This film was important to me. This film is my American history. I marked off the events in this film with the milestones of my life. This terrorist attack happened the year I got married, that one two weeks before my first child was born, etc. I felt firsthand the pain, fear, frustration, confusion, ambivalence and anger, anger, anger that we all experienced. This is my Normady beach moment in film and I wonder if I will linger over it in future viewings. I did not know how badly I needed to see this go down, but I did.
I think Zero Dark Thirty was expertly made. I thought it showed restraint and avoided cliches and stereotypes. I thought it gave the proper heft and seriousness to these events without either minimizing or elevating them. (And I think any time you want me to love a navy seal while he's sorting through adults and children to kill just the right ones, put Chris Pratt in a uniform.) My only complaint was a five to eight minute section of the film where the pacing just seemed to fall right through the floor.

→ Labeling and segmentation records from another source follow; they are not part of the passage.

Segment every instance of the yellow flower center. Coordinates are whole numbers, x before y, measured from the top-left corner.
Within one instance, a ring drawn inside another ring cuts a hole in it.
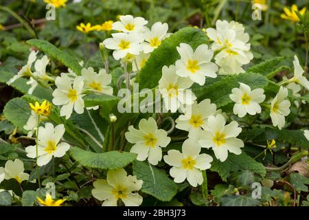
[[[134,30],[134,29],[135,28],[135,25],[133,23],[128,23],[126,25],[126,26],[124,26],[124,28],[126,28],[128,31],[131,31]]]
[[[192,170],[196,164],[196,162],[191,156],[189,156],[186,159],[181,160],[181,164],[184,169]]]
[[[112,194],[116,198],[116,200],[119,199],[126,199],[127,194],[127,188],[122,186],[118,186],[112,190]]]
[[[242,104],[249,104],[251,98],[248,96],[247,94],[244,94],[242,97]]]
[[[159,40],[157,36],[150,39],[150,46],[152,46],[152,47],[157,47],[161,45],[161,41]]]
[[[120,43],[118,45],[121,50],[126,50],[130,48],[130,42],[126,41],[123,39],[120,41]]]
[[[176,85],[170,83],[167,89],[168,92],[168,96],[170,96],[170,98],[174,96],[178,96],[178,86]]]
[[[44,149],[44,151],[46,151],[49,154],[51,154],[52,153],[56,151],[56,149],[57,149],[57,146],[56,146],[55,142],[49,140],[47,142],[47,146],[46,146],[45,148]]]
[[[101,91],[102,86],[101,84],[95,81],[93,81],[91,83],[89,83],[89,87],[93,89],[94,90]]]
[[[189,124],[190,124],[194,129],[197,129],[200,126],[202,126],[204,124],[204,122],[202,120],[202,116],[192,115],[189,120]]]
[[[225,134],[224,133],[216,132],[215,136],[212,140],[214,143],[217,145],[217,146],[220,146],[220,145],[225,144],[227,141],[225,140]]]
[[[158,142],[158,139],[152,133],[144,135],[143,138],[145,140],[145,144],[150,147],[154,147]]]
[[[187,60],[187,69],[192,74],[194,74],[196,71],[200,69],[200,67],[198,65],[197,60]]]
[[[67,97],[70,100],[71,102],[74,102],[77,100],[77,91],[70,89],[67,94]]]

I think nailing this movie down was harder to do than it looked on screen and I do think Kathryn Bigelow was very sadly and mistakenly left off of the nominee list. My assumption has been that they just decided you can't get nominated two years in a row, but they were wrong to leave her off. (Unless, that is, they were simply following the unspoken rule of the cinema: it's not a good film if they don't say the title in the movie!)